Table 1.
Subject Characteristics [15].
Fig 1.
Schematic of Multiscale Entropy Calculation.
(A) After the original EMG signal is bandpass filtered at 20–300 Hz, it is coarse grained to extract dynamics at different time scales. (B) Sample entropy (SampEn) is calculated from each coarse grained signal. For each pattern of m points in the signal (template example: ×-■), places in other parts of the signal where the template is seen are identified within tolerance r. SampEn is calculated as the negative natural log (-ln) of the conditional probability that the pattern of m+1 points (×-■-○) will match if that the pattern of m points (×-■) did match. In other words, after the signal matched the first two parts of the pattern ×-■, this is the probability that pattern match will complete, ×-■-○. The number of ×-■ matches are compared to the number of complete pattern (×-■-○) matches. Higher SampEn indicates that the signal is less predictable, and thus more irregular. (C) Multiscale view of the signal is derived by examining sample entropy of the EMG at each of the coarse-grained time scales. Complexity index CI is defined as the area under the curve. Higher CI indicates that the signal has unpredictable dynamics over a wide range of time scales, and thus more complex.
Fig 2.
Effect of EMG duty factor on the Multiscale Entropy of Simulated EMG.
Increasing EMG duty factor of EMG signals increased the SampEn of the EMG signal at the smaller timescales. This is because the signal is smoother on average in the short timescales, since the quiescent portions become very predictable as templates will match very often. In real EMG signals, EMG duty factor could confound the observed complexity differences between two signals.
Fig 3.
(A) RMS amplitude histogram. The EMG signal was divided into 25-ms portions and the root-mean-square (RMS) amplitude was calculated. Amplitude histogram is shown in (A). The 1st percentile was used to assume that this EMG activity is when the muscle is quiescent or “Off.” “On” was defined as 3× the RMS amplitude. (B) Sample EMG signal denoted with On/Off times. “On” portion is marked in dark blue; “Off” portion is marked in grey. This method identifies phasic bursts as “On” relative to the quiescent “Off” periods.
Fig 4.
Age and Walking Speed Effects on the Complexity Index.
The (unadjusted) complexity index CI are shown for vastus lateralis, biceps femoris, gastrocnemius, and tibialis anterior muscles as a function of the age group and walking speed. Error bars indicate standard deviation. CI decreased slightly with increasing walking speed in the proximal muscles. P-values are shown in the plot. Significant (p<0.05) pairwise Tukey-Kramer post-hoc tests are indicated with an asterisk (*). In vastus lateralis and biceps femoris, the two slow speeds were significantly different from the two fast speeds. After covariate adjustment with EMG duty factor, age-group differences were no longer present in biceps femoris (p = 0.06), but became noticeable in tibialis anterior (p<0.0001).
Fig 5.
Age and Walking Speed Effects on EMG duty factor.
The fraction of the time that vastus lateralis, biceps femoris, gastrocnemius, and tibialis anterior muscles as “on” within a gait cycle is plotted as a function of the age group and walking speed. Error bars indicate standard deviation. Older adults exhibited higher EMG duty factor than young adults except in tibialis anterior. Statistically significant P-values are shown in the plot.
Table 2.
Complexity Index Comparisons across m = 2–3 and r = 0.01–0.35 SD with and without Covariate Adjustment.
Fig 6.
Age and Timescale Effects on the Sample Entropy.
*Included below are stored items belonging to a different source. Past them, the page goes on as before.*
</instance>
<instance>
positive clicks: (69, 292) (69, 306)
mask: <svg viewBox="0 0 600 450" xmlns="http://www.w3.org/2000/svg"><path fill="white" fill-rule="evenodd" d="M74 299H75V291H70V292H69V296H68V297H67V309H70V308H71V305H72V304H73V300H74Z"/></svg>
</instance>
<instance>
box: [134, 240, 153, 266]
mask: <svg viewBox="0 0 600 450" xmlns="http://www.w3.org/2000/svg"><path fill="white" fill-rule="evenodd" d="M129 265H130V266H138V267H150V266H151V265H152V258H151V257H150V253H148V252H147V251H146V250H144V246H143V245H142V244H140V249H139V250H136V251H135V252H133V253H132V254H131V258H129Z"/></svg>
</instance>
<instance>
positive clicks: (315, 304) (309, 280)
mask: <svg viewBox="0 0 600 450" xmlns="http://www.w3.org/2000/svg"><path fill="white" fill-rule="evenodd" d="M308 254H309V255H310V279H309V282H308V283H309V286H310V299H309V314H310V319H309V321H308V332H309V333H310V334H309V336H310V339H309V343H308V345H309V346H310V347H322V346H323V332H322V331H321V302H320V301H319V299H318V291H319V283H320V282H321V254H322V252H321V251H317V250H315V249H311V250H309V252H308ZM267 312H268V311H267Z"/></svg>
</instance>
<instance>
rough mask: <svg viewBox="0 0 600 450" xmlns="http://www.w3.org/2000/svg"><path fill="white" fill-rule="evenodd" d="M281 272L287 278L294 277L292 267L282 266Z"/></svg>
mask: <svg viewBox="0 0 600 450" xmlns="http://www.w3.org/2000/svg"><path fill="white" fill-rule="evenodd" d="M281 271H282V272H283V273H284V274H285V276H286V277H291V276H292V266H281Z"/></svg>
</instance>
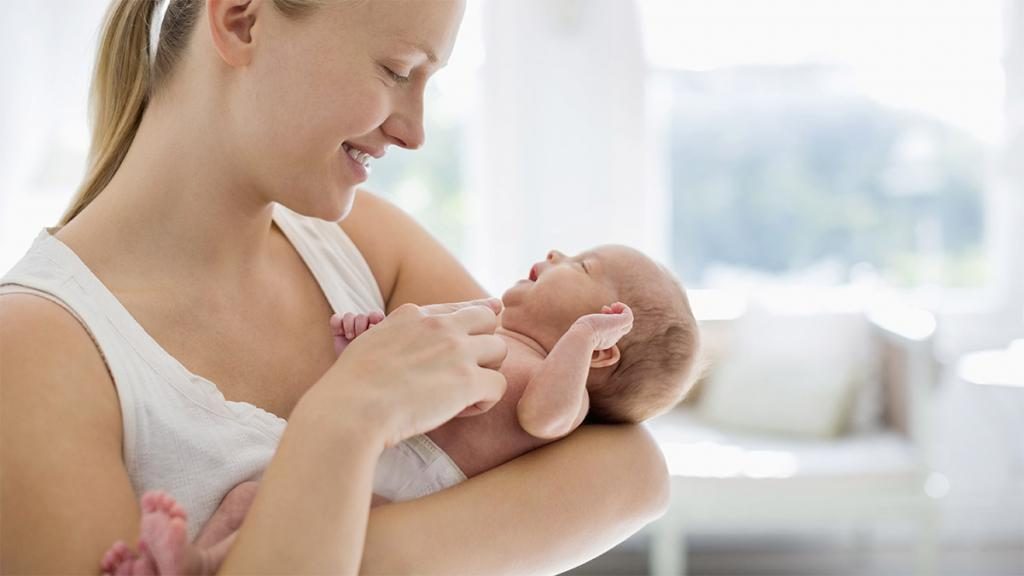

Sample entropy of the EMG signals for vastus lateralis, biceps femoris, gastrocnemius, and tibialis anterior were calculated for timescales 4–40 (27–270 Hz) after successive coarse-graining. The timescales and corresponding frequencies are shown on the abscissa of the plots. Error bars indicate standard deviations. SampEn values in general become smaller at larger timescales. Age-related differences are more noticeable at small timescales. Older adults exhibited lower SampEn values in the proximal muscles, and higher values in the gastrocnemius. Significant age-related differences (main effect of age) at α = 0.001 (≈ 0.05/37 scales tested) are shown with the dot (∙) above each timescale. Plotted mean and standard deviation values were pooled across walking speeds.
Fig 7.
Age and Timescale Effects on Sample Entropy stratified by Speed.
Sample entropy values are shown stratified by walking speed. Although the main effect of walking speed was present as shown in Fig 4, the trends between walking speeds are similar. The asterisk (*) denotes significant age-related differences as determined using Welch’s t-test (unequal variances, 2-tail). Compared to Fig 6, the age differences are not statistically significant except with gastrocnemius due to the less powerful t-test and the smaller sample size.